No
me gustaba la Navidad,
por ello siempre me ofrecía voluntario para trabajar en esa fecha.
El servicio de urgencias suele estar tranquilo y tenemos tiempo de
echar una cabezadita, pero aquel año resultó distinto. A media
tarde ingresó un anciano con demencia senil, casualmente don Pedro,
vecino de toda la vida, estaba en boxes esperando hacerle pruebas por
una caída. Siempre fue cariñoso y educado, sin embargo la
enfermedad había cambiado su carácter. Difícil de trato,
vociferón y gruñón, tenía todas las papeletas para ser el último,
salvo porque dio conmigo y gracias al recuerdo que tenía de él
conseguí la paciencia suficiente para atenderle.
Los
servicios estaban colapsados por falta de personal, los del turno de
tarde tenían prisa por irse a casa y celebrar la Nochebuena, tuve
que pedir favores y ponerme serio en algunos casos para conseguir los
resultados de las pruebas. Al filo de las diez se calmó un poco,
pero con insistencia comenzó a pedir su regalo. A pesar de sus
ochenta y nueve años su comportamiento era de un niño de seis,
cantaba canciones infantiles y hablaba con lengua de trapo. Comenzó
a aflorar en mí un sentimiento de ternura por aquel niño
grandullón, y en la pausa de mi descanso me acerqué a la gran
superficie más cercana.
Odiaba
los regalos y mucho más buscarlos para otros, pero de nuevo el
destino me llevó hasta allí. ¿Qué desearía un niño de seis
años? Un transformer, una maquinita de marcianitos o quizás un
balón. Andaba perdido por los pasillos mirando como un zombi las
estanterías, cuando tras una de ellas apareció un amable
dependiente, con amplia sonrisa y cabello cano me indicó con la
mirada una caja llena de muñecos Don Nicanor tocando el tambor,
¡claro ese era el juguete de su época!, cogí uno y me fui
corriendo a pagar a la caja.
Ya
en ella me cuestioné como aquel dependiente supo de mi búsqueda.

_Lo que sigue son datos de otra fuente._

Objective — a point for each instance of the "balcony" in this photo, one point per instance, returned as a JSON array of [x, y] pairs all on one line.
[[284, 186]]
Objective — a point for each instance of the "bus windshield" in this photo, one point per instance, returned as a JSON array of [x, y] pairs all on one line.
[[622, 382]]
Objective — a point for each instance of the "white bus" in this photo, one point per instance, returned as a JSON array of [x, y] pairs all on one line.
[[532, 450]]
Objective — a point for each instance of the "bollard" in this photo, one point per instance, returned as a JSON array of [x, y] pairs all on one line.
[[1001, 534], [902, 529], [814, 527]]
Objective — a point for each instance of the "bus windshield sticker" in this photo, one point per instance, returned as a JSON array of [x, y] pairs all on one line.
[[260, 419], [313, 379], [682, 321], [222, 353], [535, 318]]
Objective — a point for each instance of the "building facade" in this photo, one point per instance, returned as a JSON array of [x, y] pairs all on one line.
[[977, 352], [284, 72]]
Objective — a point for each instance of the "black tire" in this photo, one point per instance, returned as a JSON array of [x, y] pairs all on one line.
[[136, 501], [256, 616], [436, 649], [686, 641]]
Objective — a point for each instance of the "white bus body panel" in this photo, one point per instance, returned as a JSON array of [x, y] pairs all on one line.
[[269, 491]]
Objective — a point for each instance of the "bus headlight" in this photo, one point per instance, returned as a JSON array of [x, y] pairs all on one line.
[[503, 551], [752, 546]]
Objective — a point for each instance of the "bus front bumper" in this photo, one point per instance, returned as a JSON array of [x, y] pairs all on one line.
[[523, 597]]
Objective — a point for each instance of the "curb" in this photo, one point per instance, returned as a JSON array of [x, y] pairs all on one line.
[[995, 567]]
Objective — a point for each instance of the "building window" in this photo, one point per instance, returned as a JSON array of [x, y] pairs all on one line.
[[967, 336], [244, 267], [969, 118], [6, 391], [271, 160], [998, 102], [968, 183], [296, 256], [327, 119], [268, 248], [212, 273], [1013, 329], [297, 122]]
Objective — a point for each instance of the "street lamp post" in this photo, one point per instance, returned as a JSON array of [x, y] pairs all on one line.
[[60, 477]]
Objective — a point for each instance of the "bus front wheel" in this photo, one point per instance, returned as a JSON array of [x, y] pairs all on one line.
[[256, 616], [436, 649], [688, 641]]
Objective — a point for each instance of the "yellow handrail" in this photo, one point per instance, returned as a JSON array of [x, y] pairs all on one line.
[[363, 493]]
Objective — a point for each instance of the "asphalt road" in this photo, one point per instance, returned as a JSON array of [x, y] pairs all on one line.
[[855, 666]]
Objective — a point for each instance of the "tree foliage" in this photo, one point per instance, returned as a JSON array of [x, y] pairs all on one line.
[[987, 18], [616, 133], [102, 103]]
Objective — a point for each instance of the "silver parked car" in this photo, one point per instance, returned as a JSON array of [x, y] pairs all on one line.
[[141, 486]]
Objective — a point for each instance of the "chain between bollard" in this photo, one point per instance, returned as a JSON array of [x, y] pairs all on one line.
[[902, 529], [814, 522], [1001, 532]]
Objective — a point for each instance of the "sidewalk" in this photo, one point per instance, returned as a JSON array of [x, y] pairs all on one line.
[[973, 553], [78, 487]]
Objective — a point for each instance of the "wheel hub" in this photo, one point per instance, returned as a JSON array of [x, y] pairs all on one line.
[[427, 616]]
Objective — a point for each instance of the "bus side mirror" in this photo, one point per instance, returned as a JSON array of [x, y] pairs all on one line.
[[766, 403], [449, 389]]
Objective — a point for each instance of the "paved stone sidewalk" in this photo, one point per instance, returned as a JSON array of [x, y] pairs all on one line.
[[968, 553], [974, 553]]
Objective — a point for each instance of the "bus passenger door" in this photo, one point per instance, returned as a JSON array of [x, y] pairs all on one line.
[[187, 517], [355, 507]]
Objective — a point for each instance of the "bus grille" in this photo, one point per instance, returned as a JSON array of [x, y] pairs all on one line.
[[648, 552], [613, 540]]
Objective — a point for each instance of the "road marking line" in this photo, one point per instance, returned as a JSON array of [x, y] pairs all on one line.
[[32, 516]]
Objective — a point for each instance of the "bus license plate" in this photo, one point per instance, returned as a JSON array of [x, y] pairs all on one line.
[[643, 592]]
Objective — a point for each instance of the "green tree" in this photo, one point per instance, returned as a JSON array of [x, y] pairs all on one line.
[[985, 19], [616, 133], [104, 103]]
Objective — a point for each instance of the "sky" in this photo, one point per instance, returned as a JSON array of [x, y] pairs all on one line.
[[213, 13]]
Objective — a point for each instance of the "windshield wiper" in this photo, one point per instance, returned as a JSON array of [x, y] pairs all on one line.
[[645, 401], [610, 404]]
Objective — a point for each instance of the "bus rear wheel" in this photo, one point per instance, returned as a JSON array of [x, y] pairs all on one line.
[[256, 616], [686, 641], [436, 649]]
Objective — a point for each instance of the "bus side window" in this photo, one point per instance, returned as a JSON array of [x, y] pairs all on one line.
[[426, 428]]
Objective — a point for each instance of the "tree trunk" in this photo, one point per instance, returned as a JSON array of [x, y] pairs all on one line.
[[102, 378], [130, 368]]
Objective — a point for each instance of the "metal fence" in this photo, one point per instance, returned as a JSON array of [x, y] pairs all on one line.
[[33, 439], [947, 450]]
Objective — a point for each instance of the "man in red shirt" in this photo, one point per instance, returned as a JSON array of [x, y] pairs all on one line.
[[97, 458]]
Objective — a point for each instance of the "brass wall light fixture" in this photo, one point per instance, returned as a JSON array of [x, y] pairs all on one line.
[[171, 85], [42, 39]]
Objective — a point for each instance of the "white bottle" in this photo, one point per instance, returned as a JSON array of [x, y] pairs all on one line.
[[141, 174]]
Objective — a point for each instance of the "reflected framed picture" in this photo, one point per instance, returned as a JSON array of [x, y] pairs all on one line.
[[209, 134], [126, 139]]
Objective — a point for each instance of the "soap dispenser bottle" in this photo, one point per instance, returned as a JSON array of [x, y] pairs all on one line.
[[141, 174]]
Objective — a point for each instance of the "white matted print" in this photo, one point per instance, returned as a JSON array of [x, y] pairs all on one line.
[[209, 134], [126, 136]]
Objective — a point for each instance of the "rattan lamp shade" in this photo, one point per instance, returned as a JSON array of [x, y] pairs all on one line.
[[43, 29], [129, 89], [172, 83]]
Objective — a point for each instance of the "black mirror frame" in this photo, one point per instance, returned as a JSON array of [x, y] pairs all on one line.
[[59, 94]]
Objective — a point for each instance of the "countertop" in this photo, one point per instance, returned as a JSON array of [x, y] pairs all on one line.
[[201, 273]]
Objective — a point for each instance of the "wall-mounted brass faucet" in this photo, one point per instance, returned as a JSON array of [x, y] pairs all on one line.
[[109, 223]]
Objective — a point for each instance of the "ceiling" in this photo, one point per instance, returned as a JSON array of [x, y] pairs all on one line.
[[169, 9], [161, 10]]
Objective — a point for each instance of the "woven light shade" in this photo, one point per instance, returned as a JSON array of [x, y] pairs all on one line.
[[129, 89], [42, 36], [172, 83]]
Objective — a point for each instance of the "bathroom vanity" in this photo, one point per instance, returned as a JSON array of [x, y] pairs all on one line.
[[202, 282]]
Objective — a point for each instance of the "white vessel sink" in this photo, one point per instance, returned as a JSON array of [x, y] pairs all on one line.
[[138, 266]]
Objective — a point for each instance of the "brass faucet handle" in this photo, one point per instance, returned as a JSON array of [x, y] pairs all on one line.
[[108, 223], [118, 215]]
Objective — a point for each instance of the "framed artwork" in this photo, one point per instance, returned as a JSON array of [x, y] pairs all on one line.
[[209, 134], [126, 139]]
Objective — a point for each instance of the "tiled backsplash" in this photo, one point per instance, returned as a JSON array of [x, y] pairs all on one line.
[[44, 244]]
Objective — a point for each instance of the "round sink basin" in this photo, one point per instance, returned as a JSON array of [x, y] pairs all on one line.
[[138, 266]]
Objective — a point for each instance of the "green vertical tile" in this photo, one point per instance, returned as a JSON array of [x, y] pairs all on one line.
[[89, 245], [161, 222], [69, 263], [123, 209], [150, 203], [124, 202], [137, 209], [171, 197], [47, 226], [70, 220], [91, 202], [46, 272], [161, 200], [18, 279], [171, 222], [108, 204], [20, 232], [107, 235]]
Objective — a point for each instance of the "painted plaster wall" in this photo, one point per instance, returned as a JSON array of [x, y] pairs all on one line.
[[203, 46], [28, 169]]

Echando un vistazo al pasillo para darle las gracias, le veo de
soslayo al final de él, tratando con cara de susto abrocharse un
corsé
que reprimía su gran barriga y tapaba su larga barba. El
desconcierto me duró unos segundos al pedirme la cajera el importe
del regalo, y tras pagarlo miré nuevamente de refilón por ver la
figura de aquel personaje, quien desapareció tras una montaña de
barbis.
El
juguete emocionó y entretuvo a don Pedro, mejor dicho, a Pedrin, al
que tuvimos que ingresar durante un tiempo en el hospital. Desde ese
día, en fecha tan señalada, compro juguetes para regalar a los que
vienen a urgencias, porque ahora sí me gusta la Navidad.